Knoxville church advocates for fair working conditions in eastern Tennessee

Knoxville church advocates for fair working conditions in eastern Tennessee

July 26, 2012
Written by Anthony Moujaes

From supporting workers who sought unionization to advocacy work following the on-the-job deaths of two construction workers, Church of the Savior UCC wants to raise awareness for economic justice issues in east Tennessee.

The Knoxville, Tenn., congregation is closer to reaching that goal now that the church is the new home for an Interfaith Worker Justice center serving the eastern Tennessee area.

"This is one step we are taking to bring greater focus to our efforts in the area of economic justice," said the Rev. John Gill, senior pastor for Church of the Savior.

For the last year, Church of the Savior has talked about becoming actively involved in the UCC's Economic Justice Covenant, which was approved at the 2009 General Synod.

"[We're] rich in our life as a community of faith," he said. "It's not hard to exist in your own bubble. The involvement helps us become aware of the realities of others in our community … and work with them in their efforts."

Church of the Savior has worked with IWJ in the area since 2005, and was part of several successful campaigns:

  • Members supported immigrant workers seeing to be unionized in a chicken processing plant in Morristown, Tenn., as reported by the New York Times.
  • They stood with local school janitors whose jobs were set to be outsourced.
  • They were part of a memorial service and rallies to increase awareness of safety issues that resulted in the death of two workers during construction of a Knoxville bridge. That story appeared on CBS-affiliate WVLT's website.

Edie Rasell, the UCC's Minister for Economic Justice, said workers are under siege across the country. Wages have been stagnant or falling for 40 years, benefits are disappearing or becoming more expensive, and in lower paying jobs some workers aren't paid for all the hours they work.
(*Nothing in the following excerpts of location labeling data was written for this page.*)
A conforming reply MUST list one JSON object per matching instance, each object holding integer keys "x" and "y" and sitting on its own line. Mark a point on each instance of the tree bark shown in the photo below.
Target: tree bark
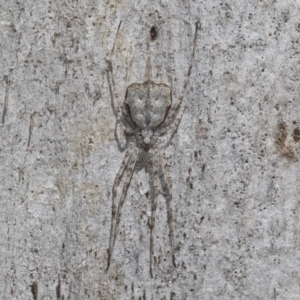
{"x": 234, "y": 159}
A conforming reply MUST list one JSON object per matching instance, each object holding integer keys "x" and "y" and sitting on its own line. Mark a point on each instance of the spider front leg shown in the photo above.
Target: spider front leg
{"x": 126, "y": 170}
{"x": 174, "y": 108}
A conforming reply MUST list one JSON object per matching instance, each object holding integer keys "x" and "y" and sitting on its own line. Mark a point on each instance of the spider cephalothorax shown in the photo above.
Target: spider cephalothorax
{"x": 147, "y": 105}
{"x": 148, "y": 113}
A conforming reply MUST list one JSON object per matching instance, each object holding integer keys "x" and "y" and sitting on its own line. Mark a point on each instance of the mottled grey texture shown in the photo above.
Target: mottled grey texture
{"x": 235, "y": 158}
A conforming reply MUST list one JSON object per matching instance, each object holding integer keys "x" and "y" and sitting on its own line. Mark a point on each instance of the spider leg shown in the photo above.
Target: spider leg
{"x": 154, "y": 204}
{"x": 166, "y": 169}
{"x": 186, "y": 81}
{"x": 111, "y": 73}
{"x": 126, "y": 170}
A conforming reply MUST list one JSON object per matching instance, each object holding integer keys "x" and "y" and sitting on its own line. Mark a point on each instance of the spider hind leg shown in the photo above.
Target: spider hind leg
{"x": 126, "y": 171}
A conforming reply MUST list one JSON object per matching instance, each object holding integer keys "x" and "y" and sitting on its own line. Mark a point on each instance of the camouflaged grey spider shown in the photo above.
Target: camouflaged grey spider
{"x": 149, "y": 113}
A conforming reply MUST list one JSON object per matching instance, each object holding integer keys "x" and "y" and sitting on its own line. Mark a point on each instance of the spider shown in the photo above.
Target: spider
{"x": 149, "y": 113}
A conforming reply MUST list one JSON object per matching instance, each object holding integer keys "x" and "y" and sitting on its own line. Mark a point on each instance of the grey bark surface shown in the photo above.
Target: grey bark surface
{"x": 234, "y": 160}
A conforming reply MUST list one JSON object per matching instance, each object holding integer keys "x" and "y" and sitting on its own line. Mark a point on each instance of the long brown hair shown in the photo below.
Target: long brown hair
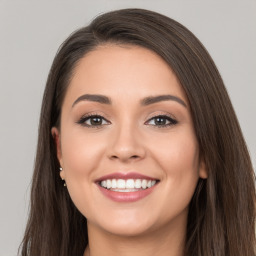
{"x": 221, "y": 220}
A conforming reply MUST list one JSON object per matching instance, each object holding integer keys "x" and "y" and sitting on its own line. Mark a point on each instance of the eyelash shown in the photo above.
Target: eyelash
{"x": 87, "y": 117}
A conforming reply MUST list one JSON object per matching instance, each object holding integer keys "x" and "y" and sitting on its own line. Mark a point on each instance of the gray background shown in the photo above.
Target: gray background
{"x": 30, "y": 34}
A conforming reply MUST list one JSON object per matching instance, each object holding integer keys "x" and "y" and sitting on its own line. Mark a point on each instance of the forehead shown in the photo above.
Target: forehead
{"x": 126, "y": 70}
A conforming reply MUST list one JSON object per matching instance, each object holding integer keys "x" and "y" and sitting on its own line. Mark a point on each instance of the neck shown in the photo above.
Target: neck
{"x": 167, "y": 241}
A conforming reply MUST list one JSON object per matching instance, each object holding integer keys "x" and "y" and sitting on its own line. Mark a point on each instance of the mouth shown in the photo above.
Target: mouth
{"x": 127, "y": 187}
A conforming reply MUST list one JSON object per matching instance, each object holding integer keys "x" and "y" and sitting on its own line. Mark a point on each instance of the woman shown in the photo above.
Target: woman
{"x": 139, "y": 149}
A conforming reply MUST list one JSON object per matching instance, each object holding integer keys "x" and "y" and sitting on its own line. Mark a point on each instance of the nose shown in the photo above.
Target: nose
{"x": 126, "y": 145}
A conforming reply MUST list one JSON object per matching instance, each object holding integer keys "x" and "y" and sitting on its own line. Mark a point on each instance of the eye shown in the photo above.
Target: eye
{"x": 161, "y": 121}
{"x": 93, "y": 121}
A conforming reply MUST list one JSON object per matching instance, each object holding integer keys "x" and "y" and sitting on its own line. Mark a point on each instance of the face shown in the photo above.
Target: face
{"x": 127, "y": 145}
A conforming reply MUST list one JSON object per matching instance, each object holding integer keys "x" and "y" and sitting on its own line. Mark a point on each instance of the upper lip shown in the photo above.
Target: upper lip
{"x": 125, "y": 176}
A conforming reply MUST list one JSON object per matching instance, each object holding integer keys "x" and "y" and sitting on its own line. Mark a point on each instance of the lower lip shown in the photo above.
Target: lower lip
{"x": 126, "y": 196}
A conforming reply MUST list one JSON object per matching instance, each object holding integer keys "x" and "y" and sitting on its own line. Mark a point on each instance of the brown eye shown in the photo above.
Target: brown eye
{"x": 93, "y": 121}
{"x": 162, "y": 121}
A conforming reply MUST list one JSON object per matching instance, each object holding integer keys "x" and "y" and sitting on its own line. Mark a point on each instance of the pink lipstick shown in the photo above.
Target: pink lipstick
{"x": 126, "y": 187}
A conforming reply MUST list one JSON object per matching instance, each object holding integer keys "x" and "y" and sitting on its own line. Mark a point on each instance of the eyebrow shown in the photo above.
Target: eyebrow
{"x": 93, "y": 97}
{"x": 155, "y": 99}
{"x": 144, "y": 102}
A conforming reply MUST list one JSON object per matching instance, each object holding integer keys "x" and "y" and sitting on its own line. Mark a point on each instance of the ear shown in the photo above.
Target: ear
{"x": 203, "y": 173}
{"x": 56, "y": 137}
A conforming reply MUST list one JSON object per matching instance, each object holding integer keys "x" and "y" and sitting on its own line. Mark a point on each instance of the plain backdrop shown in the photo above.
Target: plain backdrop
{"x": 32, "y": 31}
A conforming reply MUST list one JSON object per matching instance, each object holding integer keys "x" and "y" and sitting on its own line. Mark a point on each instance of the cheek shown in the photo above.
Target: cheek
{"x": 81, "y": 154}
{"x": 178, "y": 157}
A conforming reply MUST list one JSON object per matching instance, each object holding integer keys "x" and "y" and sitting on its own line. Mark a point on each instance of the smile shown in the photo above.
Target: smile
{"x": 128, "y": 187}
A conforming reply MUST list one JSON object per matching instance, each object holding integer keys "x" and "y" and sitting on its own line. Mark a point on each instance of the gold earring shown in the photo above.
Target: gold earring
{"x": 63, "y": 179}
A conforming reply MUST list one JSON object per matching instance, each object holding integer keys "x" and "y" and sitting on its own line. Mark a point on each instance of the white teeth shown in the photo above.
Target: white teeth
{"x": 113, "y": 185}
{"x": 144, "y": 184}
{"x": 109, "y": 184}
{"x": 137, "y": 183}
{"x": 129, "y": 185}
{"x": 120, "y": 183}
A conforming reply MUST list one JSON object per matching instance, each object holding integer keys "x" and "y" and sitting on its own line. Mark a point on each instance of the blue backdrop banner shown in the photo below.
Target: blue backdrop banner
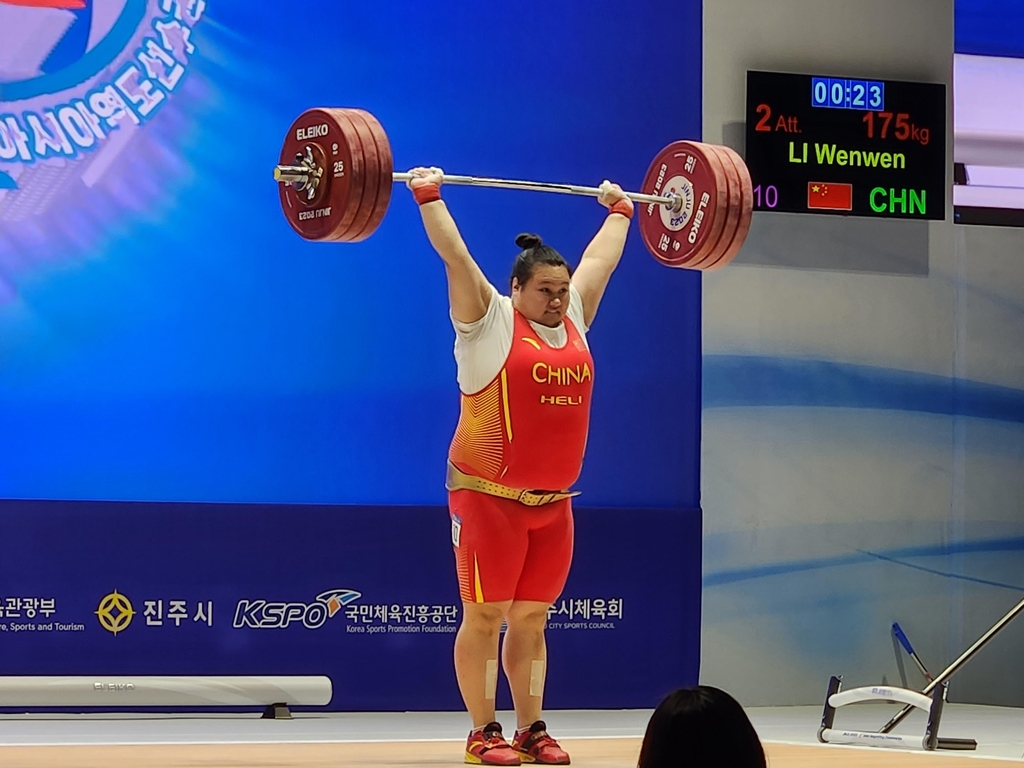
{"x": 164, "y": 334}
{"x": 245, "y": 432}
{"x": 365, "y": 595}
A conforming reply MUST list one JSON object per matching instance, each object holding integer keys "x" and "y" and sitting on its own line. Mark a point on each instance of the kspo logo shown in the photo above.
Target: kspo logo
{"x": 262, "y": 614}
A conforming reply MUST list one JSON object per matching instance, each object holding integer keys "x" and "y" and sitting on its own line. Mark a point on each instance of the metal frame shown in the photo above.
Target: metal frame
{"x": 836, "y": 697}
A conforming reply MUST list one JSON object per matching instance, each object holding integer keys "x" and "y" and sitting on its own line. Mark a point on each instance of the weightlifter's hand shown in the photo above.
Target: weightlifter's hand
{"x": 611, "y": 194}
{"x": 422, "y": 176}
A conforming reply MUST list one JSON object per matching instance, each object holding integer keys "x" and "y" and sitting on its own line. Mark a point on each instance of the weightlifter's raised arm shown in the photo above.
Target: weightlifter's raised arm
{"x": 602, "y": 255}
{"x": 469, "y": 292}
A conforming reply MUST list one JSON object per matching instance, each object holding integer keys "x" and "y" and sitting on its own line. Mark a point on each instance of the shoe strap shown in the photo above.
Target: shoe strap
{"x": 537, "y": 740}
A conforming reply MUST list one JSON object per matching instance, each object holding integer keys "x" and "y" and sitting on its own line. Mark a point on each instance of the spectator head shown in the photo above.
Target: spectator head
{"x": 700, "y": 727}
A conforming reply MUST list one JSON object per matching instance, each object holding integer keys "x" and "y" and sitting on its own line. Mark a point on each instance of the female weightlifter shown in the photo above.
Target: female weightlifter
{"x": 525, "y": 374}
"Few workers have unions that might be able to fix some of these problems, and workers who try to form unions are too often harassed, penalized by their employer, and even fired," Rasell said. "All workers deserve fair pay and benefits, decent and safe working conditions, and respect. People of God are called to stand with and support workers to help them get fair treatment. I thank God for Church of the Savior's courage and commitment to justice. They are doing a wonderful and much-needed ministry among workers in Knoxville."
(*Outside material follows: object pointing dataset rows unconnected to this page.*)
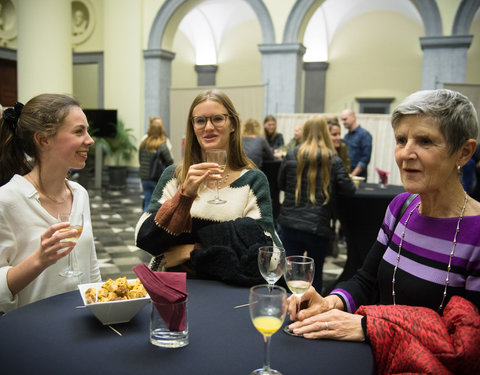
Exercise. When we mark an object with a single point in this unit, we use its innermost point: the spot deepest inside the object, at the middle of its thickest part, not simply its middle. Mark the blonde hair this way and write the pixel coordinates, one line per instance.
(315, 138)
(193, 152)
(155, 135)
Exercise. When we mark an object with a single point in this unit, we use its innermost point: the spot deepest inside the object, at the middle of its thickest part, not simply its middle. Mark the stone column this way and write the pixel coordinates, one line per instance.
(206, 74)
(444, 60)
(282, 73)
(158, 80)
(44, 47)
(315, 80)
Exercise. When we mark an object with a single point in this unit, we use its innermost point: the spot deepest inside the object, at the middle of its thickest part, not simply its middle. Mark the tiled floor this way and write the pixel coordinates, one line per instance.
(114, 216)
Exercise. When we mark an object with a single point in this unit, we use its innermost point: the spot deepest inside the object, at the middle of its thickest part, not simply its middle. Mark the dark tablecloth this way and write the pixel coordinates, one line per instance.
(53, 337)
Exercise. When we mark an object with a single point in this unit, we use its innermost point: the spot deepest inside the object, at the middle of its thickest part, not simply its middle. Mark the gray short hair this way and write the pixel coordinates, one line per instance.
(451, 111)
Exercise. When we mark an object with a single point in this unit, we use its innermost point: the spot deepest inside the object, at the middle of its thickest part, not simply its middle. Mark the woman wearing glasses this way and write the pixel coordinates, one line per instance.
(182, 229)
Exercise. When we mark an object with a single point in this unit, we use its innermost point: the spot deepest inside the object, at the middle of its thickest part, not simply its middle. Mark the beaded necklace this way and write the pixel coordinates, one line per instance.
(452, 252)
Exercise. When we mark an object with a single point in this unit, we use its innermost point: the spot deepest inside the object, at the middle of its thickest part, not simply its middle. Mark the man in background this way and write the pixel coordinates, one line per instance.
(359, 143)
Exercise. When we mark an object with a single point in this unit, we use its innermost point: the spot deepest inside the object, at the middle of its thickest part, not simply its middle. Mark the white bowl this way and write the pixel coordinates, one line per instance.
(115, 311)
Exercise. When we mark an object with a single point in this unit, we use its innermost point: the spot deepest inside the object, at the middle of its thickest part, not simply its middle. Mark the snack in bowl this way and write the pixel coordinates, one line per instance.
(117, 290)
(114, 301)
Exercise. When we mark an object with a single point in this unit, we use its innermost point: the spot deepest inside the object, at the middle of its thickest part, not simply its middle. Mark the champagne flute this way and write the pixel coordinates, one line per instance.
(271, 263)
(219, 157)
(299, 273)
(76, 222)
(268, 305)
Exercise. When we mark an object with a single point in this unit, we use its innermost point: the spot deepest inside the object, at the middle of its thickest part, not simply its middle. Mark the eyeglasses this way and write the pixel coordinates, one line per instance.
(218, 120)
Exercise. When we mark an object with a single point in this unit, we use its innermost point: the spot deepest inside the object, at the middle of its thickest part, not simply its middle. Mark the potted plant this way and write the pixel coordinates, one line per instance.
(120, 149)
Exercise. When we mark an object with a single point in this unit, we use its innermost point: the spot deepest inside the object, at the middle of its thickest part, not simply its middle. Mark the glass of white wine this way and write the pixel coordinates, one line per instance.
(299, 273)
(76, 222)
(268, 306)
(219, 157)
(271, 263)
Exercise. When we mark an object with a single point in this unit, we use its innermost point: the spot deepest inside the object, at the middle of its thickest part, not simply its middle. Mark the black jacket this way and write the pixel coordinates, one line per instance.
(306, 216)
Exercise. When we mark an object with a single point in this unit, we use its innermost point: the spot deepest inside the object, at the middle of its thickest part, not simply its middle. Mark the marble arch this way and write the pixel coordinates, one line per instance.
(158, 60)
(464, 16)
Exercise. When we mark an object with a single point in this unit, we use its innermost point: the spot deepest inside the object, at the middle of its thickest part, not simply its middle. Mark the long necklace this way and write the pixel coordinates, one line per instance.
(452, 252)
(29, 178)
(224, 180)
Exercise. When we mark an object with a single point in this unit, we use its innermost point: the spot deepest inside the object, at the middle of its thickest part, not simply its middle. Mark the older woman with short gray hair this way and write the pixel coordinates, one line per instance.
(420, 282)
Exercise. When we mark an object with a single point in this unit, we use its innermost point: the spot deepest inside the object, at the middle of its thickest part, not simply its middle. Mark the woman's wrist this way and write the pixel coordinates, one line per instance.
(334, 302)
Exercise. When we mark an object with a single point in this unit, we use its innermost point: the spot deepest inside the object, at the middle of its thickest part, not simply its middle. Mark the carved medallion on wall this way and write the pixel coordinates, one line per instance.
(83, 20)
(8, 21)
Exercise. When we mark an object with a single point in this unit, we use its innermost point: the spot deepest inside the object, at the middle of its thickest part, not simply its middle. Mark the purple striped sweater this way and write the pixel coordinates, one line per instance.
(422, 268)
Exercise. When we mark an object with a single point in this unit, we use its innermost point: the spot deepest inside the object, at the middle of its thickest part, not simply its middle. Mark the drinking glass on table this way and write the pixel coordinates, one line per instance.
(219, 157)
(268, 306)
(299, 273)
(271, 263)
(76, 222)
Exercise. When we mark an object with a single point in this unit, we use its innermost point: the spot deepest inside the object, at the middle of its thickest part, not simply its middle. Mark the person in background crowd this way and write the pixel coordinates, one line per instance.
(274, 139)
(359, 143)
(417, 295)
(296, 140)
(183, 230)
(340, 146)
(312, 176)
(255, 146)
(51, 131)
(156, 141)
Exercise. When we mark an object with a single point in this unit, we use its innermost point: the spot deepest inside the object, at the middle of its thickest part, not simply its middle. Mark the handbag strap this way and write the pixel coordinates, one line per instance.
(405, 205)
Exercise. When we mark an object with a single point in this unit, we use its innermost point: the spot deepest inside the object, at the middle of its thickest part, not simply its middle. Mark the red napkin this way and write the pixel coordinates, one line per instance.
(166, 288)
(383, 176)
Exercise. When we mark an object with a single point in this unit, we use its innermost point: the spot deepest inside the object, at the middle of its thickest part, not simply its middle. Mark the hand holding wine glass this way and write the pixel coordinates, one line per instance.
(76, 222)
(268, 305)
(219, 157)
(299, 273)
(271, 263)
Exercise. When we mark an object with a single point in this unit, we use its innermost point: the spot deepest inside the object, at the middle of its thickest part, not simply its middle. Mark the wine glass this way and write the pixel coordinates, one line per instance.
(219, 157)
(271, 263)
(268, 305)
(76, 222)
(299, 273)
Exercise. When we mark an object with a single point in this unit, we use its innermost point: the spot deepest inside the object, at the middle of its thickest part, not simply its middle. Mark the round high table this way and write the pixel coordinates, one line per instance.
(53, 336)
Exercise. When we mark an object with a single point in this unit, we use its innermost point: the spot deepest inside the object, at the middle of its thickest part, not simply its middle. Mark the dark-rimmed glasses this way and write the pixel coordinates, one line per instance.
(218, 120)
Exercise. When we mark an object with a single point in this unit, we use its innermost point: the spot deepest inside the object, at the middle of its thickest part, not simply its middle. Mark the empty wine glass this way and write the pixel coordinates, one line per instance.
(268, 305)
(271, 263)
(219, 157)
(76, 222)
(299, 273)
Gill said the church has a history of local involvement with interfaith justice groups, including IWJ and Justice with Jobs, but it would like to expand and develop an institutional base for informational purposes and create more opportunities for the congregation to be involved.
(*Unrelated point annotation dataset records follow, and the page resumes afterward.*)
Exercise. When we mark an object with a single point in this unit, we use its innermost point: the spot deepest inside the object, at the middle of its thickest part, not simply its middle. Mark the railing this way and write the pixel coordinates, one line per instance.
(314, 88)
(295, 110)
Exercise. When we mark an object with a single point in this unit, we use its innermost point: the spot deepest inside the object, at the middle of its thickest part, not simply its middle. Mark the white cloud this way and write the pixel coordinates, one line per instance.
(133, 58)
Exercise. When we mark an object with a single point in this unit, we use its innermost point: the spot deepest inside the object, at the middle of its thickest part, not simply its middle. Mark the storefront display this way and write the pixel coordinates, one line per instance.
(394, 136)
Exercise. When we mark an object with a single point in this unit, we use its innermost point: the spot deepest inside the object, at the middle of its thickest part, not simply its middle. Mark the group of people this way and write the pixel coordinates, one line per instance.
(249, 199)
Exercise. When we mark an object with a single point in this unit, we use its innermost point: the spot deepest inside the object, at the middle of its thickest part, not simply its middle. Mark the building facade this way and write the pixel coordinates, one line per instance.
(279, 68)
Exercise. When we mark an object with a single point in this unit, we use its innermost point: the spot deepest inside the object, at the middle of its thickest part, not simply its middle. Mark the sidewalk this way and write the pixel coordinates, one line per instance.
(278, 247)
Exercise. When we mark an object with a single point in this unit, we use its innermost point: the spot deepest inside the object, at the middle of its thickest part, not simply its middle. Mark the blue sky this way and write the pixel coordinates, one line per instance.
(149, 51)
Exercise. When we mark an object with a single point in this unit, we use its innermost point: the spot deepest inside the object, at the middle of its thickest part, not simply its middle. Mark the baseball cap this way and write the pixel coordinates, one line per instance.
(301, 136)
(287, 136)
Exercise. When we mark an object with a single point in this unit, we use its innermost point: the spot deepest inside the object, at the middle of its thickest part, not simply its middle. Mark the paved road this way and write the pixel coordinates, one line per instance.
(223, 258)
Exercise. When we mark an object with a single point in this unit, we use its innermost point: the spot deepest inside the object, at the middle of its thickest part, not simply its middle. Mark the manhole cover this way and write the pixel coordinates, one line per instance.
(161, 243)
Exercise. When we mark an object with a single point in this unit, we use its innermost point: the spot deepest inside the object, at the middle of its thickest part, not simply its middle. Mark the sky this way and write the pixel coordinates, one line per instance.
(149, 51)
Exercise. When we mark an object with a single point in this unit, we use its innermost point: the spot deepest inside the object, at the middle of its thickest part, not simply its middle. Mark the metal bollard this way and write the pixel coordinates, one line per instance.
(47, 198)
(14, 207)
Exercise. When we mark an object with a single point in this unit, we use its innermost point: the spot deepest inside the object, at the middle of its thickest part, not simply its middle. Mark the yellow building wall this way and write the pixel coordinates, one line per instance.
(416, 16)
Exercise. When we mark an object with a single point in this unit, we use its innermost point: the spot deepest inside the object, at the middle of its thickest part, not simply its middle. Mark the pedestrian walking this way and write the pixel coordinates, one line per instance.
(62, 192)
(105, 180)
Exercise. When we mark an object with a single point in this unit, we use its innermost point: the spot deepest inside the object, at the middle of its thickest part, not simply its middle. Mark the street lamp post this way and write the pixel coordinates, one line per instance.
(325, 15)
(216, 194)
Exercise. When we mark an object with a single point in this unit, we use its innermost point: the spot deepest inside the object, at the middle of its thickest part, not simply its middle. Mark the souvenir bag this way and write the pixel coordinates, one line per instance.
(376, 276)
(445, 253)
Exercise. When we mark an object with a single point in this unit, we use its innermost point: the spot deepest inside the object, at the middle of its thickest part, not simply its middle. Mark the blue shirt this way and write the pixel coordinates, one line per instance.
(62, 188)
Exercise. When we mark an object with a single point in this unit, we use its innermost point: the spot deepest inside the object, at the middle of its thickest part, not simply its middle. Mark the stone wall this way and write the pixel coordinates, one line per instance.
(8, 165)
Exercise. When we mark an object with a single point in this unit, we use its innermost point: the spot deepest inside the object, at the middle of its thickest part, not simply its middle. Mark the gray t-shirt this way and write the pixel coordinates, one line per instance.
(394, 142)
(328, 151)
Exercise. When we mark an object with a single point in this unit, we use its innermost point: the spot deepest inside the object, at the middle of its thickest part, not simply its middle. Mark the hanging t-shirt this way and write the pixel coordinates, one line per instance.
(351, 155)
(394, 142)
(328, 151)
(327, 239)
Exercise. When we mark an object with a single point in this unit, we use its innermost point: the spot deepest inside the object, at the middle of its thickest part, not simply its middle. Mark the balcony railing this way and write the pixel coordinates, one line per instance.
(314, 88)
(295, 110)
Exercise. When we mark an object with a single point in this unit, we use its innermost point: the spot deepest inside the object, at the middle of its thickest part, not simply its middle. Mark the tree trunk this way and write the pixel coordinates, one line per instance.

"There's a sense of growing inequity (in society), and it can be hard to find concrete ways to respond, but the IWJ-JWJ outlets can provide some options to make a difference," Gill said. "There's a real potential for common good, for justice equality."

Gill said so far there are about 40 religious leaders on board with the idea, and four to five organizations are active in an official capacity. "We have hopes of expanding our circle of faith community," Gill said.